I cycled round the edge of Manhattan on Dec 30 which is something I’d been meaning to do before the end of the year (I rarely get to write about anything on the day it actually happens). I used my old Raleigh Highlander, which was given to me in England by my brother in law about 10 years ago and is still going strong, although the gears & brakes have been replaced. But it got me round the 32-odd miles.

One of the best books I read this year (admittedly not a particularly long list) called London Orbital by Ian Sinclair, which is more or less about his walk around the M25, the notorious motorway that encircles London. It prompted the title of this post and also drove me to want to do a circuit of Manhattan, albeit by bike.

Over the past five years or so the city has done a great job constructing the Manhattan Greenway development that has added many miles of cycle paths, some reclaimed from other paths, some entirely new. Cycling around Manhattan is something that some people do every weekend – or even more often. But this was my first time and it took me longer than I thought, about four hours. But if I hadn’t stopped to take so many of these pictures, I could have cut out 45 minutes, even at my relatively slow pace. The pictures highlighted here and a lot more besides can be found here.

I started at 16th Street and the West Side Highway and went clockwise. Despite living on the east side, it’s a force of habit to start there because when I used to have time to cycle a lot more than I do now, I lived much closer to the West Side Highway and the Hudson River Park (although back then that was when I first got here it didn’t really exist). The run up to George Washington Bridge was simple enough and I allowed myself what turned out to be the longest rest of the whole trip in Riverside Park.

But the ride is not quite circumnavigational – you still have to go on streets for part of the way, including going through Harlem, which was straightforward and well sign posted – the renovations going on along 120th Street in the Mount Morris Park area were quite something to see.
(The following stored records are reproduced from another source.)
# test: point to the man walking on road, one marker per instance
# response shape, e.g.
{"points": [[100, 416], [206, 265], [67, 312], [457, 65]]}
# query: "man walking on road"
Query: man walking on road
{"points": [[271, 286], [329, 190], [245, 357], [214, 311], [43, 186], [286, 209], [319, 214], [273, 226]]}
But after a fairly smooth ride down to about 80th street I got off the Greenway too early at 79th Street – I could have stayed on to 59th street and it meant I had to go right down to 23rd street on the streets, which was a pain. But I got back on after that and made my way down past the soon-to-be-closed Fulton Fish Market and the tourists at the South Street Seaport and Battery Park and back up the West Side to 16th Street, which while painful on my legs, was a pleasant ride along pretty much empty Hudson River Park.